Pour beaucoup de ces salariés, le dispositif Territoire zéro chômeur de longue durée permettra à la fois de retrouver un emploi mais aussi du sens à leur activité professionnelle.
Un dispositif encore expérimental
Le financement de ces entreprises est partagé entre l'Etat, le département et également les bénéfices générés par les salariés. Concrétisé par une loi de 2020, il reste encore sous un statut expérimental jusqu'en 2026. En d'autres termes, ces entreprises ont un peu plus de trois ans pour démontrer leur efficacité.
"On est vraiment dans un cadre expérimental, rappelle Martin Gricourt.
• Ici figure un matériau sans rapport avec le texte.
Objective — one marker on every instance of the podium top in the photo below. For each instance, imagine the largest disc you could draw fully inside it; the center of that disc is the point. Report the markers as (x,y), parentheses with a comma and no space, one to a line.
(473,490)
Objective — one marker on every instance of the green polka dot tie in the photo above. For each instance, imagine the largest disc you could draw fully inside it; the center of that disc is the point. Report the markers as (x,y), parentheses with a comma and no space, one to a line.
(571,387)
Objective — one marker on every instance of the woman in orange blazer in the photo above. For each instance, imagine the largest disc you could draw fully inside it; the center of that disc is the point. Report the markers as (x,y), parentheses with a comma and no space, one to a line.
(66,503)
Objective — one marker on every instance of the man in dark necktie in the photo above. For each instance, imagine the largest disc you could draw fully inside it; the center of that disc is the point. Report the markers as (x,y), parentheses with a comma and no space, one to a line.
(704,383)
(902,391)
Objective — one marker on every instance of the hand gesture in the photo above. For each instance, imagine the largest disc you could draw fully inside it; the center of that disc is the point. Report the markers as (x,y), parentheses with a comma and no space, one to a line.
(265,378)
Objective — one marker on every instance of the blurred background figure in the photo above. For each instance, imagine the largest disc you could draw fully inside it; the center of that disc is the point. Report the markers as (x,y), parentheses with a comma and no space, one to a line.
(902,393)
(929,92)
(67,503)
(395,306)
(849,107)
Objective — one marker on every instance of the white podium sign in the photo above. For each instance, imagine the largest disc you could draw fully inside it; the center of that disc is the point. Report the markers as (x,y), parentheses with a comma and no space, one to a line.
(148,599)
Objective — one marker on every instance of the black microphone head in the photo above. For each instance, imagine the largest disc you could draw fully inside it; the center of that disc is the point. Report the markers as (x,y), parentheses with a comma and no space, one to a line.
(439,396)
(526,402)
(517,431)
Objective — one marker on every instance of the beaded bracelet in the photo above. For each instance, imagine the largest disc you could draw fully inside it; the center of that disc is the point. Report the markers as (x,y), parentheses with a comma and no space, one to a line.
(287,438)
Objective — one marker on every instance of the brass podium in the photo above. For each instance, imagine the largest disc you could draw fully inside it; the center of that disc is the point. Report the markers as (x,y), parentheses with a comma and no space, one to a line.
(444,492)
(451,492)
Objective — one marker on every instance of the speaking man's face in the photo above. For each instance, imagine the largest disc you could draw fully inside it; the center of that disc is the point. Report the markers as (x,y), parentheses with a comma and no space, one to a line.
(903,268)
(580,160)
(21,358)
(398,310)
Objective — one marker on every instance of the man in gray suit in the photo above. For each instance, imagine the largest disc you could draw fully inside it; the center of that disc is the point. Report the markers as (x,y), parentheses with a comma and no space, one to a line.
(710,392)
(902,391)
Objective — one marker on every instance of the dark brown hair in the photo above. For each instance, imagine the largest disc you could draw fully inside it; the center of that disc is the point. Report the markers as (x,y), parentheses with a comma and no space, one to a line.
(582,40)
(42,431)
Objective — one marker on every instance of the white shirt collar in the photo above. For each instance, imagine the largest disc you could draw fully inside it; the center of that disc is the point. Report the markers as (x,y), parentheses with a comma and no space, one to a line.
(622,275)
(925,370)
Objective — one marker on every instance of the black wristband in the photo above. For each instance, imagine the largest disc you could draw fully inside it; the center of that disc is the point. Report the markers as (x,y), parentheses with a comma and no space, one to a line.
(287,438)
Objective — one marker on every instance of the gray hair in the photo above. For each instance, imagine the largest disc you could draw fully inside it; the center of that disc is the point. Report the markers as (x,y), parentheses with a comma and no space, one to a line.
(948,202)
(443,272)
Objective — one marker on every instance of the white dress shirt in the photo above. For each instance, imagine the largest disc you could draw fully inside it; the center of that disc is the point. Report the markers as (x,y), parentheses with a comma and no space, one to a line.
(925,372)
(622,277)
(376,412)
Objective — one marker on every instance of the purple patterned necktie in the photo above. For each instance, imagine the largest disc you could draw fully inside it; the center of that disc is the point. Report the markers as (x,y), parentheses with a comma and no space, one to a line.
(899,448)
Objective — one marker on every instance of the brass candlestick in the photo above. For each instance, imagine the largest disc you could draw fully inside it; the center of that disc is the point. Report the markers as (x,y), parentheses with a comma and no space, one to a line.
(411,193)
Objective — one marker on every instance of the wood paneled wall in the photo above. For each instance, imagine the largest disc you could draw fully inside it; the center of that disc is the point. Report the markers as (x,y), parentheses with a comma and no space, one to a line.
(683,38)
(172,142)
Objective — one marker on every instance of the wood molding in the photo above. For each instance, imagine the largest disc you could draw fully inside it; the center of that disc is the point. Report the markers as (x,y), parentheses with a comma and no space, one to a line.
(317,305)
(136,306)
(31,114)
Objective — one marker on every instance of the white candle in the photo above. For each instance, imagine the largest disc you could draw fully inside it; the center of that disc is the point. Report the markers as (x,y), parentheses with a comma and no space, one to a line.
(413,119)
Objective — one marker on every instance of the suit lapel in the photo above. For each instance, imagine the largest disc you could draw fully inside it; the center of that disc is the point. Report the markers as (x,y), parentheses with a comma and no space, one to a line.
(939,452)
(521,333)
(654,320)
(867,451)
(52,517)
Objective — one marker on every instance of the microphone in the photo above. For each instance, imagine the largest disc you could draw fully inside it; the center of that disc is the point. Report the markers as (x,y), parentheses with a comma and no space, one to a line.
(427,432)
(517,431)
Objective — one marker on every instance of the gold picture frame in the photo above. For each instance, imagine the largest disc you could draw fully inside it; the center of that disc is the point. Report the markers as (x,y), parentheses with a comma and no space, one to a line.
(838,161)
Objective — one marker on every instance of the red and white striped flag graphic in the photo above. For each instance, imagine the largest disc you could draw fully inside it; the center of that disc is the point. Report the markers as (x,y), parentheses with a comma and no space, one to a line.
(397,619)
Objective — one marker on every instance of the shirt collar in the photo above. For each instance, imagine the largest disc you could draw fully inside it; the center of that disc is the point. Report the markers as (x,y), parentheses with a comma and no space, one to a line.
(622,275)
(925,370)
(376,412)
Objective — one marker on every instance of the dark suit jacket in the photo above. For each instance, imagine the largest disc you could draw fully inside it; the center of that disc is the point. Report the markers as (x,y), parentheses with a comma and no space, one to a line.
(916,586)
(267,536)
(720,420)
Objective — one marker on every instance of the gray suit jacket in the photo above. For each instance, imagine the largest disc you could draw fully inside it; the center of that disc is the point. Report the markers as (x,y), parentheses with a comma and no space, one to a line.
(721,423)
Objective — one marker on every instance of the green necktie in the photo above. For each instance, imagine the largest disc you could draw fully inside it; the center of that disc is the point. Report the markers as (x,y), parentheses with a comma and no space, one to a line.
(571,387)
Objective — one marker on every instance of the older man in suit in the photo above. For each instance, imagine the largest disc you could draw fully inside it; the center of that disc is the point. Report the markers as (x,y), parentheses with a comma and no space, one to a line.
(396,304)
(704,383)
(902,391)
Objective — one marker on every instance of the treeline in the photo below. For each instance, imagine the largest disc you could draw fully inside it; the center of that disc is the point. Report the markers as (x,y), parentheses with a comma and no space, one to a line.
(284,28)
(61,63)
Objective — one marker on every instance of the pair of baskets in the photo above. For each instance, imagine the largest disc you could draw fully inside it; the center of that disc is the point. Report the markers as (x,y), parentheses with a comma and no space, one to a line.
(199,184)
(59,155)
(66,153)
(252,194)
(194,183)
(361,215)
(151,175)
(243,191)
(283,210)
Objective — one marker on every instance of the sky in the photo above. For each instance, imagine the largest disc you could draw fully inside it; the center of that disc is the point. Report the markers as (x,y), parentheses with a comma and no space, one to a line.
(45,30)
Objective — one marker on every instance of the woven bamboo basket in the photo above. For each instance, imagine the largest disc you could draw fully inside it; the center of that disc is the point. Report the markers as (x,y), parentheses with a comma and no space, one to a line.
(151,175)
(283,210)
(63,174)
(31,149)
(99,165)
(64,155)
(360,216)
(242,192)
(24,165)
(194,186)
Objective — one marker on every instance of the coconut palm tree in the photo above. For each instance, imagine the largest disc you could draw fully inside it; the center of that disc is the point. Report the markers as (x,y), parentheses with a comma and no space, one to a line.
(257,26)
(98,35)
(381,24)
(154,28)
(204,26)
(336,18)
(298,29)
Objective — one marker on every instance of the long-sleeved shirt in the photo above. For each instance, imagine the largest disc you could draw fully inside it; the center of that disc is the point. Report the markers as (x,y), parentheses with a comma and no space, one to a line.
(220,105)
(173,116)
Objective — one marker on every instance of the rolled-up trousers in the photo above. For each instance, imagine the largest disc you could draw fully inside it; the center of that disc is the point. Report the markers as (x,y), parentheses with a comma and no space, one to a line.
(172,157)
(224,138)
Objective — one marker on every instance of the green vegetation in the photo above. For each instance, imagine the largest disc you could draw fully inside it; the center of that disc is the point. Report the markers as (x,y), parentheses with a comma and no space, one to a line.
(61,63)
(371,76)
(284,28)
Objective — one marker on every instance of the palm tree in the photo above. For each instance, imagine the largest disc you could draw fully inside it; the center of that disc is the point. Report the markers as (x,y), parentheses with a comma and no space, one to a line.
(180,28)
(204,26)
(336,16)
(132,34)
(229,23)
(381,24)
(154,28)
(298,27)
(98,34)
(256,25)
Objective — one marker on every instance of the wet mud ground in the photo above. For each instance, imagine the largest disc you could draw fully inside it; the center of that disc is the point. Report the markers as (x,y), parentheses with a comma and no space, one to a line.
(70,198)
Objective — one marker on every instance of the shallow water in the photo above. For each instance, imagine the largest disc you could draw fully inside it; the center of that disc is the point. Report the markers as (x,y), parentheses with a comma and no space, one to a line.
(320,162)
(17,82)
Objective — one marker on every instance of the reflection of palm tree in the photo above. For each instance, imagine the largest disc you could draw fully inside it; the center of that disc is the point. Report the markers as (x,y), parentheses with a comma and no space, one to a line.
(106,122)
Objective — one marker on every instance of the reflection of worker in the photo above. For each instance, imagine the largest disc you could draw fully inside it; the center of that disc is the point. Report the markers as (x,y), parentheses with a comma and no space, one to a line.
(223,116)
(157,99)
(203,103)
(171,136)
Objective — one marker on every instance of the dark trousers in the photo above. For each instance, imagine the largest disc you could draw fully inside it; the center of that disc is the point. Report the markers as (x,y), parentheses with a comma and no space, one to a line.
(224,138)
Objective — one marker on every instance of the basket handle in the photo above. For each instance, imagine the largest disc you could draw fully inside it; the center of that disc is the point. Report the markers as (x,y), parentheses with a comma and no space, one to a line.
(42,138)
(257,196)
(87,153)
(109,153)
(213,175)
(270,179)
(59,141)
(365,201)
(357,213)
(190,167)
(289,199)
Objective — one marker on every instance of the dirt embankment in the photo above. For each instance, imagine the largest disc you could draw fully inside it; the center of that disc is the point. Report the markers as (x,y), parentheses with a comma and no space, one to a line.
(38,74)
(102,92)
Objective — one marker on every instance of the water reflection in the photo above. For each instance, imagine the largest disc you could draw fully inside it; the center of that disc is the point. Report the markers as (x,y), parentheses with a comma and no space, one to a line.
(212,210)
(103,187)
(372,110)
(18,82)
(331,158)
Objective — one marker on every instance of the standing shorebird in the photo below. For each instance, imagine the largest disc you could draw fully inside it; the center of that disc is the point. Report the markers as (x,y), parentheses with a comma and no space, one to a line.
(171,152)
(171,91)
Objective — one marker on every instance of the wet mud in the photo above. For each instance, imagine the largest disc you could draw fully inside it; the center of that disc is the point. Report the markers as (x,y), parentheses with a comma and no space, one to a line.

On va être scrutés de près pour savoir si ces entreprises permettent de faire des économies ou au contraire si elles coûtent plus cher. D'ici là, il faut déjà qu'on ait des résultats afin de pérenniser notre activité."
Aujourd'hui, près de 300 personnes ont été identifiées comme chômeurs de longue durée dans le bassin de Joinville. Les rangs des entreprises à but d'emploi de Joinville pourraient donc grossir dans les prochains mois.